There is no law that can control the kind of sadistic impulse behind much of what appears online, but that doesn’t mean governments can surrender. Having lost the battle for “optin” filters, Perry is determined to construct a regulatory regime that will be, in her words, “as near as damn it”. It is a position that earns her intense and profane abuse online. The community of digital free speech crusaders seems to overlap with a fraternity of vituperative, woman-hating sociopaths, which rather supports the view that web culture is infected with a virus of violent misogyny.
A Labour government would show no greater deference to pornographic freedoms. Helen Goodman, the shadow minister for media reform, has conducted her own focus groups of schoolgirls and come away persuaded that the ubiquity of internet porn and the “wallpaper effect” of heavily sexualised imagery in public is corroding the confidence of young women and making them vulnerable. “The problem is that the normal and the acceptable has only shifted in one direction,” she says. “What we’re trying to do is replicate online the standards we have in the real world. We have a public space that, with a few exceptions, is acceptable for children and that can’t be said about the internet. It is not reasonable to put all of the responsibility for dealing with that on to parents all of the time.”
Parents cannot police everything that their children do online. Teenagers will always have more energy to put into concealment and subterfuge than adults can muster to investigate them. That imbalance becomes even more pronounced where one generation has a native understanding of the digital world, having grown up there, while their elders struggle with the disorientations and language barriers of digital immigration.
Many children of migrants see misty-eyed parental nostalgia for the old country as disqualification from commenting on the habits and lifestyles of the new one. The same must surely be true of those who were born in the internet age, hearing the moralising angst of those who were thrust into it as adults. Those of us who cannot even begin to imagine why anyone would post pictures of debauched private antics in a public space struggle to transmit that bafflement to those who do it without a second thought – as if the event cannot be said to have happened fully if it hasn’t been recorded on Facebook.
That doesn’t mean there aren’t tech-savvy parents. There are thousands of adults who squander hours online as dissolutely as their children. But they have the memory of growing up analogue. They know about letterwriting and keeping 10p for a payphone – the psychological relics of a childhood on a lost continent. For the children of the New World there is no obvious distinction between analogue and digital being. The space online is part of the fabric of their lives, which makes it impossible to imagine how a porn-busting algorithm or patch of code could protect them from abuse.
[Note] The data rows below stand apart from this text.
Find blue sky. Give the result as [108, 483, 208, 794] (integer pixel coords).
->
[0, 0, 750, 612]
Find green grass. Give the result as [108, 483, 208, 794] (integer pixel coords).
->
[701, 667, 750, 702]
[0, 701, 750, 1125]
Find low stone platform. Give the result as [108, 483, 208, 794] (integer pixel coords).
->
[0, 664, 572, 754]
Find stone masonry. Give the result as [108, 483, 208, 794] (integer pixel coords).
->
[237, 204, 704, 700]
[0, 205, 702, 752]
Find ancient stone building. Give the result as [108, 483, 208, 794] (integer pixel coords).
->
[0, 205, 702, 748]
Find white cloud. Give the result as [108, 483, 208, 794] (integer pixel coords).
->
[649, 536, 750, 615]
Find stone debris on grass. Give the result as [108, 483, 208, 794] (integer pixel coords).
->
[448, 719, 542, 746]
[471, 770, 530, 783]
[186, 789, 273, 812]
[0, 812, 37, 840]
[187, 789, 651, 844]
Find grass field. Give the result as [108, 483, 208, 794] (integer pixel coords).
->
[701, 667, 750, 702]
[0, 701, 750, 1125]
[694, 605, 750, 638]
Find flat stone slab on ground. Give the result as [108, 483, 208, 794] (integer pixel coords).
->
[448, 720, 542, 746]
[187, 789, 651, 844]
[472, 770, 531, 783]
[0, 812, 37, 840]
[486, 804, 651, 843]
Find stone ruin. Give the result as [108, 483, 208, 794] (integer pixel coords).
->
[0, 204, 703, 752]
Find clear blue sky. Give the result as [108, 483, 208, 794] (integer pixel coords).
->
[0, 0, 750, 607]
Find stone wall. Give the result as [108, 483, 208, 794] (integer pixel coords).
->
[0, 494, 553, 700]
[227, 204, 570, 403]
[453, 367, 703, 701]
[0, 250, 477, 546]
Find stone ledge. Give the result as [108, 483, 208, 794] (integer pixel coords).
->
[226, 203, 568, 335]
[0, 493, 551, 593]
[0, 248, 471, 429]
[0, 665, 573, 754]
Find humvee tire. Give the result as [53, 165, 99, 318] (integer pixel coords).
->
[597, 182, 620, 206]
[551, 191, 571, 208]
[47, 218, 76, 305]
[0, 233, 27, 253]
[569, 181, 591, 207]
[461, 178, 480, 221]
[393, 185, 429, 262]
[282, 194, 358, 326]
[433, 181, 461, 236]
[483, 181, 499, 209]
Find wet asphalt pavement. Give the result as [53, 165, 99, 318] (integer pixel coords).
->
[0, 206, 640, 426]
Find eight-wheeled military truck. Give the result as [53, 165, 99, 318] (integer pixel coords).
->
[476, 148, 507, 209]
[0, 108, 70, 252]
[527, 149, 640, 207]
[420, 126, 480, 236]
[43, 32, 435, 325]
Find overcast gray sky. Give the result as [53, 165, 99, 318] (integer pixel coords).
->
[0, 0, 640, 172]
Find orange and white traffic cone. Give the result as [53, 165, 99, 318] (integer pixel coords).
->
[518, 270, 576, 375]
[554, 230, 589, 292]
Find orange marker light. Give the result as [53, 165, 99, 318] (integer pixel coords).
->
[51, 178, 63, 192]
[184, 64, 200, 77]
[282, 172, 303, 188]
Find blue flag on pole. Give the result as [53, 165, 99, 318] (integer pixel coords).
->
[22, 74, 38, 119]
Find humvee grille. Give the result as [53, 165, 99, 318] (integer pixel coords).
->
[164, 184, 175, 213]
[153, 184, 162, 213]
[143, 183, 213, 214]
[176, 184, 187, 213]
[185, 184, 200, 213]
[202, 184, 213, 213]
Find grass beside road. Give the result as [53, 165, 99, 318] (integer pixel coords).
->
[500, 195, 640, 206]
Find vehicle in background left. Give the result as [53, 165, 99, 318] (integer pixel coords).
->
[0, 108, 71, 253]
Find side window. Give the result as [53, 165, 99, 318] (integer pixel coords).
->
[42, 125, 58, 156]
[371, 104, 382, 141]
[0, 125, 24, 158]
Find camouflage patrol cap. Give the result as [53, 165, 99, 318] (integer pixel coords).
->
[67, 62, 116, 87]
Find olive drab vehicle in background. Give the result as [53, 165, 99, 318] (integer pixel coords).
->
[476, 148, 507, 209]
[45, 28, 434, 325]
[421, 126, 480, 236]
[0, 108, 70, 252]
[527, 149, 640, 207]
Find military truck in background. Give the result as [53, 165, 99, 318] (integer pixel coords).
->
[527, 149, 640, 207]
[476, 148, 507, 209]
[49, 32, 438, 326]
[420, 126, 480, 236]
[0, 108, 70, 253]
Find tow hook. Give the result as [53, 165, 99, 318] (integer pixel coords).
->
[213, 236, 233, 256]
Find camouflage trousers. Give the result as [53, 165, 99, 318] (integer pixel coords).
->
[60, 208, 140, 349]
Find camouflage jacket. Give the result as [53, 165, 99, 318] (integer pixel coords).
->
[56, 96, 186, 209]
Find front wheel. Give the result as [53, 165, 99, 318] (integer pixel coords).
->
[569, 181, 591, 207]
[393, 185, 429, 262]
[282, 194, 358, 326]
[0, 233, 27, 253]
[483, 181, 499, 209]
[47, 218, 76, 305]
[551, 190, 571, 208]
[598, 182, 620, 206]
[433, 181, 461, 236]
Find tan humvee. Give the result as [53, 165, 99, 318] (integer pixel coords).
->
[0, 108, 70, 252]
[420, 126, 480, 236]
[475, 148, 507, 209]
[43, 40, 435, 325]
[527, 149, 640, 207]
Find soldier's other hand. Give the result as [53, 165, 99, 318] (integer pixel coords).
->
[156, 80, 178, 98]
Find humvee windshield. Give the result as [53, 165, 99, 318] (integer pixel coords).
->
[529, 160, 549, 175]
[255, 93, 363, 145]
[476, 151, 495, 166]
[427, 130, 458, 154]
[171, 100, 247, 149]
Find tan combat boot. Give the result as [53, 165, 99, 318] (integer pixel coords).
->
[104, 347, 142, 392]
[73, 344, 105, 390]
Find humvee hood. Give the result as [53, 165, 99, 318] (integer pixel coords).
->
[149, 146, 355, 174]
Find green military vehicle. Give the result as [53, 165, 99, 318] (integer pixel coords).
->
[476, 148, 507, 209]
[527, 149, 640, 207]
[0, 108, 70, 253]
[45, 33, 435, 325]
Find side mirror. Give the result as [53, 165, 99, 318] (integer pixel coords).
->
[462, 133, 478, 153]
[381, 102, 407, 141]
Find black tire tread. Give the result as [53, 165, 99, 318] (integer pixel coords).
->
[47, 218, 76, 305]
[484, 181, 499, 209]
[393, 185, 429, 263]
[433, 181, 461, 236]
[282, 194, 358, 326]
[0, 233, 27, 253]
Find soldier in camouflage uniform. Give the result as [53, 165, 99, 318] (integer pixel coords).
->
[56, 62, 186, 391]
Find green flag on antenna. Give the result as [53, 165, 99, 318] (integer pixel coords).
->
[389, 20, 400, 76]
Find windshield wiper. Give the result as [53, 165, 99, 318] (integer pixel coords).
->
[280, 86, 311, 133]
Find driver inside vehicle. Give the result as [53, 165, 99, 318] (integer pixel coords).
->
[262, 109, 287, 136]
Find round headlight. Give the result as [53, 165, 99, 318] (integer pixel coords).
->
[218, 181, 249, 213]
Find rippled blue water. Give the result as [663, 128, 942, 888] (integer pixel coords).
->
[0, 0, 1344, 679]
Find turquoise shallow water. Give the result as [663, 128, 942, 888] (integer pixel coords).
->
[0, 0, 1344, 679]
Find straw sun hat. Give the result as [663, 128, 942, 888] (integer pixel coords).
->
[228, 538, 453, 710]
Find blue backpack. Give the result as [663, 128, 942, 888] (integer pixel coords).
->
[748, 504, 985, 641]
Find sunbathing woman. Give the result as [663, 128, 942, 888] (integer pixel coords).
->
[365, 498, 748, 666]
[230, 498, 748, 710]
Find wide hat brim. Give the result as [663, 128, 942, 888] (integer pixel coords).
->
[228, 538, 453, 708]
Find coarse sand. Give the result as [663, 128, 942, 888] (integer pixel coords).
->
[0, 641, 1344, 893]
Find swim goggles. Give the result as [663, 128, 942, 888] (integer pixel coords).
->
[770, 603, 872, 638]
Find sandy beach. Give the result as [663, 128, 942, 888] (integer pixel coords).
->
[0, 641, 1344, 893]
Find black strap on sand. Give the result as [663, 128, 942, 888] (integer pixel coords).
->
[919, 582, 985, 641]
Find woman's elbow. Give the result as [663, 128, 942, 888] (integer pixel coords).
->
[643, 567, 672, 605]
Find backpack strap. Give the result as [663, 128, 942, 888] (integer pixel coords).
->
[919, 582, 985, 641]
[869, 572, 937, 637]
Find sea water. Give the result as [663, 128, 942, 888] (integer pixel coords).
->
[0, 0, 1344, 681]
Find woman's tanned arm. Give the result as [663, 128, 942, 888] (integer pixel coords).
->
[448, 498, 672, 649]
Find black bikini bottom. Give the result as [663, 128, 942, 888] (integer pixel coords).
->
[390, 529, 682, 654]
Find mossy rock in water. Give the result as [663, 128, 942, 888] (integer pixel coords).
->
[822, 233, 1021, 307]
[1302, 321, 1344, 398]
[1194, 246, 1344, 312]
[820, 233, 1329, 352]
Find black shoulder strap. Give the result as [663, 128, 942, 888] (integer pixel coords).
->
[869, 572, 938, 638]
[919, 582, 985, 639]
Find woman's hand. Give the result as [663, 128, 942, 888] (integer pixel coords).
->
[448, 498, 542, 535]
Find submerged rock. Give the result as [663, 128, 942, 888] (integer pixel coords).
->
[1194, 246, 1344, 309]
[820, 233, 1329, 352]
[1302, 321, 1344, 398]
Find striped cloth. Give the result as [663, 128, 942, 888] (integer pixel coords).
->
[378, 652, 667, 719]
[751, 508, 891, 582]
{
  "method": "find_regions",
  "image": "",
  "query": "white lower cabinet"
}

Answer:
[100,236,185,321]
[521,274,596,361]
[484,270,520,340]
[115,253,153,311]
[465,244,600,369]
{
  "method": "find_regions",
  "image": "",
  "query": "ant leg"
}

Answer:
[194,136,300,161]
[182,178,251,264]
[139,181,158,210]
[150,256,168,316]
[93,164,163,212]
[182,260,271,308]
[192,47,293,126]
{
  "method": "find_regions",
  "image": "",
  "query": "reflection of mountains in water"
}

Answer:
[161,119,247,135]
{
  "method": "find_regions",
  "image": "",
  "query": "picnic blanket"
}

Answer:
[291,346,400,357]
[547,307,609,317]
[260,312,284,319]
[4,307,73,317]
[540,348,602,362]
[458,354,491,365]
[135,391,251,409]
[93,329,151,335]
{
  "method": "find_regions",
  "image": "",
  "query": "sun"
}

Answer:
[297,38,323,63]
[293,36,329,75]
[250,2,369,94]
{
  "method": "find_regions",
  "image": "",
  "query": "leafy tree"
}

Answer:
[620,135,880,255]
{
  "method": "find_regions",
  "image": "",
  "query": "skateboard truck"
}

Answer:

That does not diminish the need for some kind of intervention. The crucial leap is in recognising that the internet is more than a method of communication; it is a place for being. That means the civil libertarians are right when they say we must be careful how much control we hand over to private corporations and state managers. It also means that politicians are right to see it as an area where governments can reasonably claim jurisdiction. We can teach our children to beware predators and to stand up to bullies online. Just as urgently, we need to teach them to engage in the analogue politics around the internet. The best people to design regulations in a community are probably the ones who live there full-time.